Le Chili, pays d'Amérique latine dont l’économie n'a cessé de croître au cours de la dernière décennie et qui passait pour un modèle de relative stabilité politique, est secoué depuis deux semaines par des manifestation qui mettent en évidence les frustrations que vivent quotidiennement des millions de Chiliens.

Mgr Fernando Chomali, archevêque de Concepción, s'est adressé mardi à Vatican News sur ce qui se passe dans son pays. En premier lieu, a-t-il affirmé, «ce que nous vivons au Chili, c'est l'accumulation des frustrations de nombreuses personnes qui aujourd'hui ont explosé».

Ces frustrations, a souligné l'évêque, s'expriment de deux manières: «dans des manifestations pacifiques, auxquelles plus d'un million de personnes ont participé de manière civique, et l'autre visage, violent et dommageable, qui a entraîné des pertes d'emplois et de biens.»

L'évêque a déploré l'usage de la violence, mais en même temps il a exprimé qu'elle peut être comprise, dans le cas des jeunes, «comme une expression de la déception qu'ils ont à vivre». Des blessures touchent toutes les générations : la violence contre les enfants au Chili est grande : «trois enfants sur quatre au Chili sont maltraités dans leur foyer», affirme Mgr Chomali. Environ 750 000 jeunes n'étudient ni ne travaillent, et ce nombre est particulièrement élevé chez les jeunes de familles à faibles revenus. Les personnes âgées sont, elles aussi, souvent confrontées à des situations difficiles, compte tenu d’un système de retraite par capitalisation qui ne leur assure aucune sécurité.

Entretien avec Mgr Fernando Chomali, évêque de Concepción

Une culture compétitive et stressante

Selon l'archevêque de Concepción, «l'inégalité s'est établie dans la culture et s'exprime par un manque de paix. Il faut revenir à la conception de la destination universelle des biens et à la recherche du bien commun», souligne-t-il, en regrettant la prégnance d’une culture de la compétitivité, hostile à l’Église catholique et à sa doctrine sociale.

«Il y a un mépris absolu pour les études humanistes et la religion, et un intérêt exacerbé pour la technologie et les notes d'entrée à l'université. L'ostentation au Chili est un phénomène nouveau qui crée de l'inconfort chez la plupart des Chiliens et affecte les travailleurs qui n'ont pas accès à ces niveaux de bien-être», remarque-t-il.

Pour Mgr Chomali, la participation des jeunes, des adultes et des personnes âgées aux manifestations est un signe d'une plus grande conscience de la réalité.
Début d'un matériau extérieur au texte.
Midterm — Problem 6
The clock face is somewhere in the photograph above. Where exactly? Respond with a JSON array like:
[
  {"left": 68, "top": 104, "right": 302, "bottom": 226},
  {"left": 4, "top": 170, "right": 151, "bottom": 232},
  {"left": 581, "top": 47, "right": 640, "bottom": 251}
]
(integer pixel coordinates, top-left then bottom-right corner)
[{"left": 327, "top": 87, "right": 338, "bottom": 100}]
Renoncement à l’organisation du sommet de l’APEC et de la COP 25

Dans l’immédiat, en tout cas, le gouvernement fait face à une crise majeure qui le rend incapable d’assumer ses engagements internationaux. La prochaine conférence mondiale sur le climat la COP 25 ne se tiendra pas en décembre prochain au Chili, comme initialement prévu. Il en va de même pour le sommet du forum de Coopération économique Asie-Pacifique qui devait avoir lieu à Santiago à la mi-novembre, en présence de dirigeants internationaux de premier plan, comme Xi Jinping, Vladimir Poutine et Donald Trump. Le président Sebastian Piñera a annoncé ce mercredi avoir pris cette décision en raison de la contestation.

Et en dépit d’un remaniement gouvernemental, Sebastian Piñera voit sa crédibilité atteinte. Selon un sondage réalisé les 22 et 23 octobre, sa cote de popularité s'est effondrée à 13%, et plus de 56% du panel estime que pour surmonter la crise, il ferait mieux de démissionner. Mardi, quelque 10 000 personnes se sont à nouveau rassemblés dans le centre de la capitale, où des affrontements ont opposé des manifestants aux forces de l’ordre. Au moins 20 personnes sont mortes depuis le début du soulèvement populaire contre les inégalités économiques et sociales.

Le président conservateur, qui avait dans un premier temps dénoncé une «situation de guerre» semblant justifier l’intervention de l’armée, avant de lâcher du lest en promettant quelques mesures sociales, s’est attiré les foudres des protestataires dans un pays encore très marqué par la dictature d’Augusto Pinochet, qui a fait 3200 morts et disparus entre 1973 et 1988.